To further evaluate causal genes and relevant tissues through which associated variants may be operating, we applied a trans-ancestry transcriptome-wide association study (TWAS) analysis to each phenotype across 49 tissues derived from the GTEx Consortium10. Using a P value threshold Bonferroni-corrected for the total number of genes and tissues within a phenotype, we found 1,167 genes significantly associated with SmkInit, 21 genes with AgeSmk, 203 genes with CigDay, 188 genes with SmkCes and 504 genes with DrnkWk (resulting in 1,705 unique genes across phenotypes; Supplementary Table 6). For each of our five phenotypes, matrix decomposition parallel analysis11 of the per-tissue P value correlation matrix suggested two components: one explaining 53.7–55.2% of the variance in P values, and another explaining 3.5–3.8% of the variance in P values. Similar loading patterns were observed for all phenotypes such that all tissues loaded strongly (all loadings > 0.12) on the first component, suggesting that it represents a general effect across tissues, whereas only brain tissues had strong loadings on the second component (all loadings >0.12),表明脑特异性基因表达对这些烟草和酒精使用表型的重要性。对TWAS相关基因的途径富集分析确定了跨组织广泛富集的表型的1,029个独特的基因途径(补充表7),包括许多与神经传递和神经发育的明显相关性。
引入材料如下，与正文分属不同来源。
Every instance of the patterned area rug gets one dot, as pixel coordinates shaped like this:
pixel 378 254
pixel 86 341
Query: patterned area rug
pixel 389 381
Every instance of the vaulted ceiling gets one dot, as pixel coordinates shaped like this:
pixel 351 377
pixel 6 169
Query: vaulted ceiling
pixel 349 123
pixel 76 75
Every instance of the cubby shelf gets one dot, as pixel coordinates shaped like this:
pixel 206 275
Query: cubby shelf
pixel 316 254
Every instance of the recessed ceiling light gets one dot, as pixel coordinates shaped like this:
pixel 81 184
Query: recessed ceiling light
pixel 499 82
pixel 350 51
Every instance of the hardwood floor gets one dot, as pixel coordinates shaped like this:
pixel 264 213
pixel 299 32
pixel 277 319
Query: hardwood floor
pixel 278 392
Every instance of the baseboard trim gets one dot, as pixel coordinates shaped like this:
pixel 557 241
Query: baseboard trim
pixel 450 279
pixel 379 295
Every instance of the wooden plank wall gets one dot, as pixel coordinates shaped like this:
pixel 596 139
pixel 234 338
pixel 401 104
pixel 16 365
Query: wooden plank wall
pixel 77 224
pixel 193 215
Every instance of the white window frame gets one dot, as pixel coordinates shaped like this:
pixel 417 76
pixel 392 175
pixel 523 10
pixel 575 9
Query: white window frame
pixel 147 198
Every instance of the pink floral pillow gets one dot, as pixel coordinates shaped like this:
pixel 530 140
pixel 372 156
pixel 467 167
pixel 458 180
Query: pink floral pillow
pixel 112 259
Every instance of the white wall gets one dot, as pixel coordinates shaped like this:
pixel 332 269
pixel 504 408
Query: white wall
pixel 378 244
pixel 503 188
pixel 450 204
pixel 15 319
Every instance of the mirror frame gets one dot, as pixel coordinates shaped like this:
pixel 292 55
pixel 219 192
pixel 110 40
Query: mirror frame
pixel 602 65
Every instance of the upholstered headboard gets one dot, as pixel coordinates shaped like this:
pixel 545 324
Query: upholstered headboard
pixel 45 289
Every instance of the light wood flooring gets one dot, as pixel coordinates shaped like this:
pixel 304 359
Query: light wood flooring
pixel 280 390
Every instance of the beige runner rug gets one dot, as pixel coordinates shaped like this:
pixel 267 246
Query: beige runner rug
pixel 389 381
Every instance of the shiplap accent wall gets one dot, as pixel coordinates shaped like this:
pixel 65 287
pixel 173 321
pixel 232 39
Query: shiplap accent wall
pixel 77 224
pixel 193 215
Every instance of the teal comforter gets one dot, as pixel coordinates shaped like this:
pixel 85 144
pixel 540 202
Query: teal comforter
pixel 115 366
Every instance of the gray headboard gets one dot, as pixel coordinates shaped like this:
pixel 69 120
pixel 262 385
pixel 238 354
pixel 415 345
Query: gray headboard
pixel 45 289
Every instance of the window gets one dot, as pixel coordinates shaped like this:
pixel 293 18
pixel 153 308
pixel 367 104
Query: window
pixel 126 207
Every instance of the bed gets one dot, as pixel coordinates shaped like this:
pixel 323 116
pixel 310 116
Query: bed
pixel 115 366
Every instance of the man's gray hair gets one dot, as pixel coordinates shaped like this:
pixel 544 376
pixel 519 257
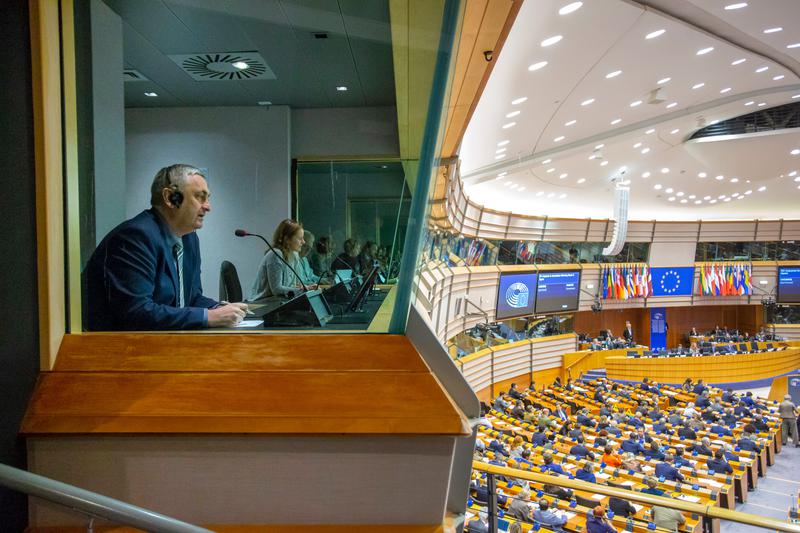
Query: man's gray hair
pixel 172 176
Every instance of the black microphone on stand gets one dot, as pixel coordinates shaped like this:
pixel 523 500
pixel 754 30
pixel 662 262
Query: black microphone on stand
pixel 245 233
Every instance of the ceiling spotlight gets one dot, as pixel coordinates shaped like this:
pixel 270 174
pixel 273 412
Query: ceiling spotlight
pixel 571 7
pixel 550 41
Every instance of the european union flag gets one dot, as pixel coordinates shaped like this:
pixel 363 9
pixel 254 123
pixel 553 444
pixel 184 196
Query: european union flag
pixel 672 281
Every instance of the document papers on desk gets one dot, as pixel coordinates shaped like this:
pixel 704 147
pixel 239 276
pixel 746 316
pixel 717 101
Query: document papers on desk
pixel 249 323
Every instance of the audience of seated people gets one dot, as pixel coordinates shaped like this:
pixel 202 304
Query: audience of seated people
pixel 623 428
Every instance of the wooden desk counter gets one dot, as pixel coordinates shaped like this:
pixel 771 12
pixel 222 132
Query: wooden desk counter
pixel 712 368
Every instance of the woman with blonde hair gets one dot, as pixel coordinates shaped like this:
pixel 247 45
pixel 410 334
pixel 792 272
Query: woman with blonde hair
pixel 274 277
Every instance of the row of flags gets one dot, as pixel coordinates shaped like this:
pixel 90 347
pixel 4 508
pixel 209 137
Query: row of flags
pixel 623 282
pixel 728 279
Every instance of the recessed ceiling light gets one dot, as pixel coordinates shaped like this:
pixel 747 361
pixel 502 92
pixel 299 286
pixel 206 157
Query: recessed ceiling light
pixel 569 8
pixel 551 40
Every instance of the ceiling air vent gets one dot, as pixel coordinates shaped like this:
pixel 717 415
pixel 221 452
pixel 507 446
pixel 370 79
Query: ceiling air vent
pixel 224 66
pixel 130 74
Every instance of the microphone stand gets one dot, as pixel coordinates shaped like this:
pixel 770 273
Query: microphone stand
pixel 277 253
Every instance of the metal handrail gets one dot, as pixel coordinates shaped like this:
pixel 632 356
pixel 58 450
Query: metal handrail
pixel 91 503
pixel 709 511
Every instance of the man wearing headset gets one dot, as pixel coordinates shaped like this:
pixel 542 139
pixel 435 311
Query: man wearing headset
pixel 145 274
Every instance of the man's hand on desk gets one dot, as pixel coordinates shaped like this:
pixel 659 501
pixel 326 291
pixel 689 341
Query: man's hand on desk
pixel 227 315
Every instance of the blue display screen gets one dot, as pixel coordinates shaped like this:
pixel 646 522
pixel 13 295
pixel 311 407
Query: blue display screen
pixel 788 285
pixel 558 291
pixel 516 295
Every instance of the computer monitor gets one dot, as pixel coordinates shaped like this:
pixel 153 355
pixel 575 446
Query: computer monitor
pixel 363 290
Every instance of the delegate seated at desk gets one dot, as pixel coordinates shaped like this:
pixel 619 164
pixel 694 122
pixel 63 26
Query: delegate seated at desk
pixel 274 277
pixel 145 274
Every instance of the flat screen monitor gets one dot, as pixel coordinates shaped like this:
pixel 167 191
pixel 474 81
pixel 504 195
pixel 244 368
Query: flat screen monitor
pixel 558 291
pixel 516 295
pixel 788 285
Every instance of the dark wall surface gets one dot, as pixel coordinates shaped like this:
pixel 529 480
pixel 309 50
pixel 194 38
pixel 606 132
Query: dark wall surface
pixel 19 324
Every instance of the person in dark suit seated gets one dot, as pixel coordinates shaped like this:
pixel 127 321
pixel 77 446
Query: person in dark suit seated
pixel 652 486
pixel 632 444
pixel 718 463
pixel 145 274
pixel 586 473
pixel 580 451
pixel 667 471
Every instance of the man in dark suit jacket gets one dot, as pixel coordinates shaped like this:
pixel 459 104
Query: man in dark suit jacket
pixel 133 277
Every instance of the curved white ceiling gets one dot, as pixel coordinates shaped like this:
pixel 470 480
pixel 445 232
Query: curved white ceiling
pixel 547 160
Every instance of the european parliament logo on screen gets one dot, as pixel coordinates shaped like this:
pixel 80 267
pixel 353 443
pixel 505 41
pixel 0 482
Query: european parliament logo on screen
pixel 672 281
pixel 516 295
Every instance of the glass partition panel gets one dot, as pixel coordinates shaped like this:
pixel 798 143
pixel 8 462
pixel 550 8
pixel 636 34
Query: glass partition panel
pixel 298 124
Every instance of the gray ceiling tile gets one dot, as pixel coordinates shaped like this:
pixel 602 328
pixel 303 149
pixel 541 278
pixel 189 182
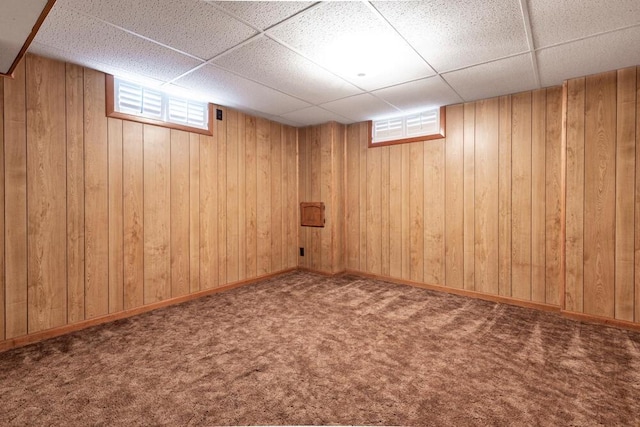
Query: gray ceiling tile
pixel 274 65
pixel 451 34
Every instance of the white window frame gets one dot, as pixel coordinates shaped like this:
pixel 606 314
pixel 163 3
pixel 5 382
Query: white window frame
pixel 127 100
pixel 422 126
为了进一步说明感兴趣的基因中的几种变体,我们将上述的发现集成在一起,以选择跨分析方法有关联的变体,并且对这些变体的可用性显然相关。以与上述富集分析相似的方式选择说明性变体:(1)我们从含有少于五个变体的多型精细图表的可靠间隔中提取了变体,(2)我们将所得的变体与多种癌变的twas-cis-cis-cis-cis-cis-twas-cis-cis-cis-national national nortialational dentiticational dentiticational tartic tartic tartic tartialtials相关景点进行了交叉。我们强调了这一过程产生的52个基因中的五个。
我们发现,烟碱基因簇CHRNA5 – A3 – B4与Smkinit12显着相关,并以90%的可靠间隔进行精细映射,从欧元分层的53种变体缩小到多2个变体的多疗程结果中的两个变体(RS2869055和RS2869055和RS28438420; RS28438420;补充表4)。这些变体不在该基因簇中的众所周知的变体RS16969968中,具有高LD(对于两个变体的R2 = 0.31)。相比之下,该基因座被细化为高LD中的两个变体,CIGDAY的RS16969968(R2 = 0.84和0.86),这表明该信号为吸烟引发的信号所基于的变体可能与每天的香烟不同。我们还发现了SMKINIT和CACNA1B之间的新型关联,该钙通道(CAV2.2)控制着神经元神经递质释放,并与可卡因的再施加13相关,并增加了攻击性和警惕性,以及减速和疾病和探索14。CACNA1B与多种精神病疾病有关,包括精神分裂症,躁郁症和自闭症谱系障碍15,16,17。
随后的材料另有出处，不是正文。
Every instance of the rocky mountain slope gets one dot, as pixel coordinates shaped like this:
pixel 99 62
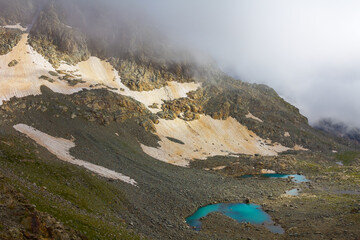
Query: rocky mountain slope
pixel 122 138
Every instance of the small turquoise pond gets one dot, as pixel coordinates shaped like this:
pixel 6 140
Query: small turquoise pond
pixel 297 178
pixel 240 212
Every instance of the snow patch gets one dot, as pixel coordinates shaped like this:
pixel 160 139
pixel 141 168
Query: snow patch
pixel 60 147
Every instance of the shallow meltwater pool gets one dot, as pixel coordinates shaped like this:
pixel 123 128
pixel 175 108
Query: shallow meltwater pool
pixel 297 178
pixel 240 212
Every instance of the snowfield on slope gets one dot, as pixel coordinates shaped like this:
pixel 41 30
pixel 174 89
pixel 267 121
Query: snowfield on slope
pixel 207 137
pixel 23 79
pixel 60 147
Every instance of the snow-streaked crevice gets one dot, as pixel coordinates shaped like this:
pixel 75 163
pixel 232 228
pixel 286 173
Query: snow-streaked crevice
pixel 60 147
pixel 207 137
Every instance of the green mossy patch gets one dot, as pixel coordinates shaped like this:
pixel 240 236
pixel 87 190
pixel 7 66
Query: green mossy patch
pixel 347 158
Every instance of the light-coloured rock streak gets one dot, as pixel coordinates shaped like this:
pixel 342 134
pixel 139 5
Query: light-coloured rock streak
pixel 61 148
pixel 207 137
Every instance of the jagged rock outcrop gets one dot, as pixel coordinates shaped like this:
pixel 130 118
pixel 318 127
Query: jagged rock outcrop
pixel 56 41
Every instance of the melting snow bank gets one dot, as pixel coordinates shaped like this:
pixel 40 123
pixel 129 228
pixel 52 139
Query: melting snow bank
pixel 61 148
pixel 207 137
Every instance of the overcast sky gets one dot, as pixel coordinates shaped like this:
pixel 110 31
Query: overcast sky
pixel 307 50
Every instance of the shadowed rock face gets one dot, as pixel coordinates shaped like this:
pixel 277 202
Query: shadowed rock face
pixel 56 41
pixel 8 39
pixel 339 129
pixel 16 11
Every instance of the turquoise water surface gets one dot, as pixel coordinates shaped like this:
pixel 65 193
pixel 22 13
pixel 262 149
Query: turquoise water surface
pixel 241 212
pixel 297 178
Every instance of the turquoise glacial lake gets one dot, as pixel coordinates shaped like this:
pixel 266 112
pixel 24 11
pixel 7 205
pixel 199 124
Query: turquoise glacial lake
pixel 297 178
pixel 240 212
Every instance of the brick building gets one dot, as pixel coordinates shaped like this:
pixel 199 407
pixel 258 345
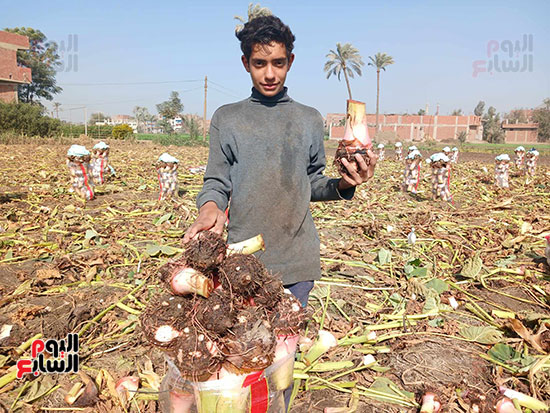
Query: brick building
pixel 11 73
pixel 520 132
pixel 415 127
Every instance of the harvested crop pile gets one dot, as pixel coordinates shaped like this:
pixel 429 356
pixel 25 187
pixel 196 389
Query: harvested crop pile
pixel 202 329
pixel 356 137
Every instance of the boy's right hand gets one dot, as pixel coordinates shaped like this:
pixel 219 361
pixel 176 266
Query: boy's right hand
pixel 210 218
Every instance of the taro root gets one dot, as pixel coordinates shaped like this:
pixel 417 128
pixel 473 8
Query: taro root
pixel 250 344
pixel 184 280
pixel 242 274
pixel 217 314
pixel 356 137
pixel 196 356
pixel 165 318
pixel 270 293
pixel 206 252
pixel 288 316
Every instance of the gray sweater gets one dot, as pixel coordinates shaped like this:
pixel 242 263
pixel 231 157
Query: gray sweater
pixel 267 156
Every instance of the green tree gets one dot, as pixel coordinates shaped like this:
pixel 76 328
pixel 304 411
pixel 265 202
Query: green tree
pixel 346 59
pixel 123 131
pixel 192 126
pixel 96 117
pixel 165 126
pixel 253 12
pixel 172 107
pixel 480 108
pixel 380 61
pixel 42 59
pixel 542 117
pixel 516 116
pixel 492 128
pixel 28 120
pixel 56 106
pixel 142 116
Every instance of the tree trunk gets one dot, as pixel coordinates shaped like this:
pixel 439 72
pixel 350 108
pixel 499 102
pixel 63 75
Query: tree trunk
pixel 377 97
pixel 347 82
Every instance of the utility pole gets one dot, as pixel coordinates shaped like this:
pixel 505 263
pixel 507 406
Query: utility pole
pixel 204 117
CIGDay与神经蛋白酶(NRTN)的变体有关,这是一种涉及多巴胺神经元发展和存活的神经胶质细胞系衍生的神经营养因子18。该基因已与帕金森氏病有关,其潜力恢复了多巴胺神经记录19。同样,PAK6是另一个与TWAS结果中CIGDAY密切相关的新型基因,在90%可靠的间隔中仅绘制了三个变体。PAK6编码在纹状体和海马中高度表达的P21激活的激酶,与GABA能中神经元20的迁移以及多巴胺能神经转移的调节有关,并参与了大型运动和认知功能22。PAK6与精神分裂症23和神经退行性疾病有着牢固相关的24,25,例如帕金森氏病和阿尔茨海默氏病,进一步强调了其在突触变化中的作用。最后,我们发现了ECE2和Drnkwk之间的新型关联。ECE2参与了皮质发育26以及包括神经辛和物质P27在内的几种神经内分泌肽的加工,并且也可能在淀粉样蛋白-β加工中起作用28。ECE2还会产生诸如BAM 12(显示κ阿片受体选择性)和BAM 22(显示μ-阿片受体选择性)之类的肽,这表明与疼痛透射率有联系27。